Houston Grand Opera continues this week Fura dels Baus’ ambitious production of Richard Wagner’s Ring cycle after last year’s triumphant performance of Das Rheingold. After lackluster productions of Così fan tutte and The Magic Flute, the nightmare before Christmas of The Christmas Carol, and a too-recently recycled Madame Butterfly, the Wortham Theater Center could use a touch of the divine.
Conducted by HGO artistic and music director Patrick Summers and featuring Iain Patterson as Wotan and the glorious Christine Goerke as Brünnhilde, Die Walküre opens Saturday (April 18) at the Wortham Theater Center and runs through May 3.
Divinity is just what Die Walküre delivers in eight of the most famous minutes in opera. “The Ride of the Valkyries” has been excerpted endlessly and circulates widely, especially in cinema from The Birth of a Nation to the unforgettable sequence in Francis Ford Coppola’s Apocalypse Now:
In Apocalypse Now helicopters blast “The Ride of the Valkyries” as soldiers assault a Vietnamese village. In Die Walküre, the relentless layering of flutes, horns, and strings accompany the handmaidens of Odin, the Valkyries, who select the braves of slain heroes and carry them from the battlefield to Valhalla. War has not yet come to Valhalla, though Das Rheingold has already sets the stage for disasters beginning to unfold amongst the gods.
In this installment of the story Wotan’s favorite daughter, the Valkyrie Brünnhilde, features prominently. And yet the story begins with incestuous love of brother and sister Siegmund and Sieglinde who cannot resist the attraction to one another. The result is a child, Siegfried, the subject of the next opera in Wagner’s cycle. Although Wotan favors Siegmund, his wife, Fricka, the goddess of matrimony insists that his crime be punished.
When Brünnhilde pities Siegmund and disobeys Wotan’s order, his retribution is swift. After he strips Brünnhilde of her powers, he declares he will send her into a magic sleep and leave her vulnerable to the whims of whoever finds her. After she pleads with Wotan, he agrees to seals her in a magic sleep surrounded by a ring of fire so that only a great hero might reach her.
With family like this, who needs enemies?
With inexplicable bouts of incest, revenge, magic slumbers, and rings of fire, it’s no wonder audiences have consistently responded to the rousing clarity of these glorious minutes. The Valkyries sing of a heroism that surpasses social status or wealth:
For none but the brave, be he king or a slave
With a pounding heart in his chest
Will be worthy to rise and with the Valkyries fly
And ride to the ancient Valhalla
In the Met’s recent Ring, eight Valkyries ride planks of that infamous movable set before sliding down to rifle bones in search of something worthy to carry to heaven:
The Valkyries find clarity in the heroism of war. They represent the idea of a world that rewards valorous endeavor. Thus it was extremely fitting a few years ago that at the dedication of rehearsal halls named for Carlisle Floyd and David Gockley, HGO artistic director Patrick Summers arranged for an eight piano arrangement of "The Ride of The Valkyries."

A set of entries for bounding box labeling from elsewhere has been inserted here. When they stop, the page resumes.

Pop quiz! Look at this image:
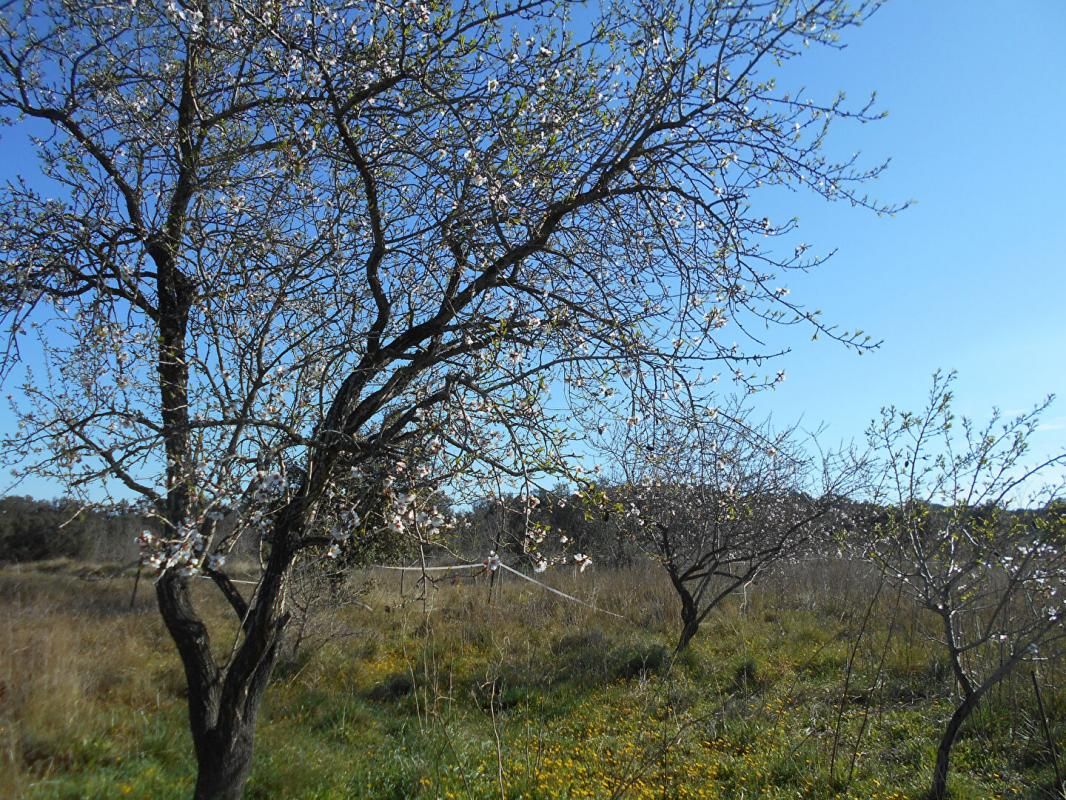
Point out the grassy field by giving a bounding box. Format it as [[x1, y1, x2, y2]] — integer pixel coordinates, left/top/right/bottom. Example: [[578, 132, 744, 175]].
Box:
[[0, 563, 1066, 800]]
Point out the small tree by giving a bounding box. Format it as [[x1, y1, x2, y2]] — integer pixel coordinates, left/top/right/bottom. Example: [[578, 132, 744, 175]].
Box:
[[0, 0, 891, 798], [616, 405, 862, 653], [869, 372, 1066, 800]]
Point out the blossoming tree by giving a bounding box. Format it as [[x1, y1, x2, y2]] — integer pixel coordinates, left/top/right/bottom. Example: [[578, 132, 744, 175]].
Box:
[[869, 372, 1066, 800], [612, 402, 866, 653], [0, 0, 889, 798]]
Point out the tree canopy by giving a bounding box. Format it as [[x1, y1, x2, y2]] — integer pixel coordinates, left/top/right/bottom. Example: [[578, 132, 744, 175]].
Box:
[[0, 0, 891, 797]]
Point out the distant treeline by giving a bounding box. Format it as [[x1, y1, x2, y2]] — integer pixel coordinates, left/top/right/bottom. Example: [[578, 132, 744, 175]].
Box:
[[0, 497, 146, 562]]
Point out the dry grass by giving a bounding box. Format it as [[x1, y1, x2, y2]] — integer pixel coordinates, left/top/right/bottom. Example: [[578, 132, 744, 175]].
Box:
[[0, 564, 1066, 800]]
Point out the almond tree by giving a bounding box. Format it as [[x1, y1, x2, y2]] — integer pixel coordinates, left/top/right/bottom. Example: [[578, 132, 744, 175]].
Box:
[[0, 0, 891, 798], [869, 372, 1066, 800], [612, 403, 865, 653]]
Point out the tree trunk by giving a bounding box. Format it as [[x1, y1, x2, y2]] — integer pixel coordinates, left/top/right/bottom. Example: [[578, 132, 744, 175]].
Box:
[[156, 535, 291, 800], [930, 691, 984, 800], [193, 725, 259, 800], [674, 585, 699, 655]]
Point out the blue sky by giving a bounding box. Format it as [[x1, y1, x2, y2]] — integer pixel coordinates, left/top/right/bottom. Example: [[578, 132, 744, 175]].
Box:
[[741, 0, 1066, 462], [0, 0, 1066, 496]]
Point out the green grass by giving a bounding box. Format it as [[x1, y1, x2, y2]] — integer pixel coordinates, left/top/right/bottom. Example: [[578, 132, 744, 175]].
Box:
[[0, 570, 1066, 800]]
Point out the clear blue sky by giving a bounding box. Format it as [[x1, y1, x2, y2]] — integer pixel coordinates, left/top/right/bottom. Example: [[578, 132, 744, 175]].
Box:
[[0, 0, 1066, 496], [760, 0, 1066, 462]]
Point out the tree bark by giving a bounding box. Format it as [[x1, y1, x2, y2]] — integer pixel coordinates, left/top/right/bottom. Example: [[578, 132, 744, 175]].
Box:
[[674, 580, 699, 656], [930, 691, 984, 800]]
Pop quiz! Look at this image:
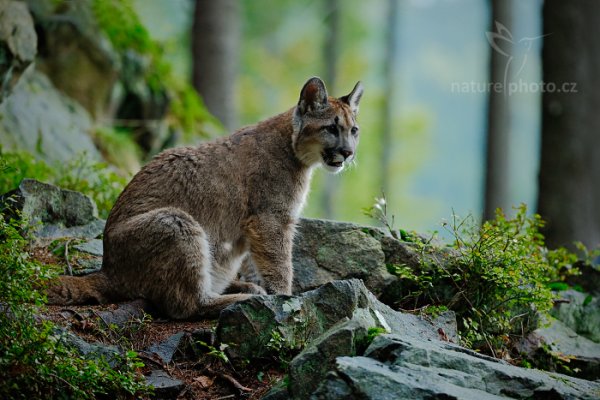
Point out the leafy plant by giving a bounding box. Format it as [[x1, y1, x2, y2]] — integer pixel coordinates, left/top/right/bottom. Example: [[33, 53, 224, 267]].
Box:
[[0, 148, 127, 218], [366, 197, 578, 357], [0, 211, 149, 399]]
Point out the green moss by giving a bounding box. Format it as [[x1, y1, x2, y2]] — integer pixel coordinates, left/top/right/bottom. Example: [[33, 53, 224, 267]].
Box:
[[0, 215, 148, 399], [0, 148, 127, 218]]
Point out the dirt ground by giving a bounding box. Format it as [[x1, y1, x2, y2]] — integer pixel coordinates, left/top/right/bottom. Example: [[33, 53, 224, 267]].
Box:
[[46, 305, 285, 400]]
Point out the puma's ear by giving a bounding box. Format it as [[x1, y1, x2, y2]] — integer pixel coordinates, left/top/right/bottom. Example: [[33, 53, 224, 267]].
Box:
[[340, 81, 363, 115], [298, 77, 328, 115]]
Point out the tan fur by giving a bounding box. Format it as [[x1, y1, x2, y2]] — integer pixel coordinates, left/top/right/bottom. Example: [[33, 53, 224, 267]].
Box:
[[48, 78, 362, 318]]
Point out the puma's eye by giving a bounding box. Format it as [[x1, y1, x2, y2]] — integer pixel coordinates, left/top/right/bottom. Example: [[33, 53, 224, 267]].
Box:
[[325, 125, 338, 135]]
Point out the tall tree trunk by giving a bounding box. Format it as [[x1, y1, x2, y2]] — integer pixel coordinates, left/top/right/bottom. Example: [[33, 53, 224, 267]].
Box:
[[483, 0, 512, 220], [321, 0, 340, 219], [538, 0, 600, 246], [192, 0, 240, 130], [380, 0, 400, 194]]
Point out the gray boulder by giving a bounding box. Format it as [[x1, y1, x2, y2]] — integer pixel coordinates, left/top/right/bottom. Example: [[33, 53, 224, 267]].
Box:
[[217, 279, 456, 358], [517, 319, 600, 379], [26, 0, 121, 118], [0, 179, 104, 242], [217, 279, 458, 399], [146, 369, 185, 399], [310, 335, 600, 400], [550, 290, 600, 343], [0, 0, 37, 103], [0, 70, 101, 163], [293, 218, 426, 296]]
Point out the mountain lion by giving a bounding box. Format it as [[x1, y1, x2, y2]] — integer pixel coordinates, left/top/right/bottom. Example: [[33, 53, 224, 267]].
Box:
[[48, 77, 363, 319]]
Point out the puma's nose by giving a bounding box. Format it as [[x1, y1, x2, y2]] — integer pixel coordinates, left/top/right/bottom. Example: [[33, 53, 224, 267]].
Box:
[[340, 149, 354, 160]]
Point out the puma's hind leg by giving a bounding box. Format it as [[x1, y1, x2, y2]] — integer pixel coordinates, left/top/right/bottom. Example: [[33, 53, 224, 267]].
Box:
[[103, 207, 251, 319]]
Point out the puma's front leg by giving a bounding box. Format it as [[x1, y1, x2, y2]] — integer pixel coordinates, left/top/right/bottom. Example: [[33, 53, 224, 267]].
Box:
[[245, 214, 295, 295]]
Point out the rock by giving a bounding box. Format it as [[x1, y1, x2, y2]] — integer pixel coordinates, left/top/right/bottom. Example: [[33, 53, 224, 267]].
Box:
[[27, 0, 121, 118], [311, 335, 600, 400], [146, 370, 184, 399], [0, 179, 104, 241], [217, 279, 455, 358], [148, 332, 185, 364], [0, 0, 37, 103], [289, 308, 381, 399], [73, 239, 104, 257], [0, 70, 101, 163], [57, 328, 121, 368], [550, 290, 600, 343], [517, 319, 600, 379], [293, 218, 397, 295], [566, 266, 600, 297]]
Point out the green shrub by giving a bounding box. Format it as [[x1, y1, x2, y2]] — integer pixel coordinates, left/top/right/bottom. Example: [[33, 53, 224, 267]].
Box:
[[0, 148, 127, 218], [92, 0, 222, 140], [0, 215, 148, 399], [366, 200, 578, 356]]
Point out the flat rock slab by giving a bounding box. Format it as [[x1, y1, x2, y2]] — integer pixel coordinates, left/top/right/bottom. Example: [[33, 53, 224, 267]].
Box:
[[311, 335, 600, 400], [73, 239, 104, 257], [146, 370, 184, 399], [148, 332, 185, 364], [0, 179, 105, 242], [217, 279, 456, 358]]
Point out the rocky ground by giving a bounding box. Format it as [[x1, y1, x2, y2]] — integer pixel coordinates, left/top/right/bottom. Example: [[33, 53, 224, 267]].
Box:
[[3, 180, 600, 400]]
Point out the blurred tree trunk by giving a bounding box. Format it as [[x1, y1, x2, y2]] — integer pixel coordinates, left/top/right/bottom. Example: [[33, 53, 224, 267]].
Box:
[[192, 0, 240, 130], [538, 0, 600, 247], [321, 0, 340, 219], [483, 0, 512, 220], [380, 0, 399, 194]]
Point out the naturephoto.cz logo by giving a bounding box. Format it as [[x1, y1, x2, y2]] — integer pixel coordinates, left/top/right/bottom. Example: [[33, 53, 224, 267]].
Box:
[[450, 21, 577, 96]]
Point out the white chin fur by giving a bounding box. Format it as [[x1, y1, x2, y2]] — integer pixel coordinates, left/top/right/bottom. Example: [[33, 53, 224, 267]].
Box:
[[321, 162, 346, 174]]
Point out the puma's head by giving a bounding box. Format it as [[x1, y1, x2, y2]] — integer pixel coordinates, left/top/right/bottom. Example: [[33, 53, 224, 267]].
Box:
[[293, 77, 363, 173]]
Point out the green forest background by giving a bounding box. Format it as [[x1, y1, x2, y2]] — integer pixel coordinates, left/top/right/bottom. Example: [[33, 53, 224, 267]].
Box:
[[133, 0, 541, 232]]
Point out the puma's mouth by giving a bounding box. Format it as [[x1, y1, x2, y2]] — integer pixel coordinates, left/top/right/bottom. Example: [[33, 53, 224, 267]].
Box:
[[321, 153, 344, 173]]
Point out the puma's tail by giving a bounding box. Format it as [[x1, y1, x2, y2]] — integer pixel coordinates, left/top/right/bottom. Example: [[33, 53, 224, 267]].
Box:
[[47, 272, 118, 305]]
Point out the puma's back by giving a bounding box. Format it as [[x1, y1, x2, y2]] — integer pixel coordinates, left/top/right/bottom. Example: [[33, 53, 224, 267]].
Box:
[[49, 78, 362, 318]]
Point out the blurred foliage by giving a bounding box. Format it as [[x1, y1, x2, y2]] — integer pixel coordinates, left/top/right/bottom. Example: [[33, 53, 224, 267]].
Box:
[[237, 0, 434, 224], [0, 214, 150, 399], [92, 127, 142, 174], [366, 199, 579, 357], [92, 0, 222, 142], [0, 148, 128, 218]]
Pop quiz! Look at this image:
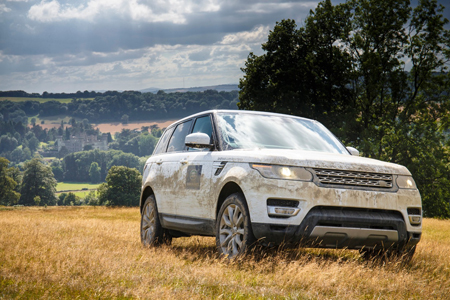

And yet Brunnhilde painfully discovers, virute is not always rewarded. She finds herself living in a universe in which the wrong people fall in love for no reason and with disastrous consequences, gods scheme and cheat to satisfy unhealthy longings of their own, pity is punished mercilessly, fathers turn on daughters, and the honest take the fall for the treacherous at heart. Perhaps the life in Valhalla is a little more Apocalypse Now than Wotan would care to admit.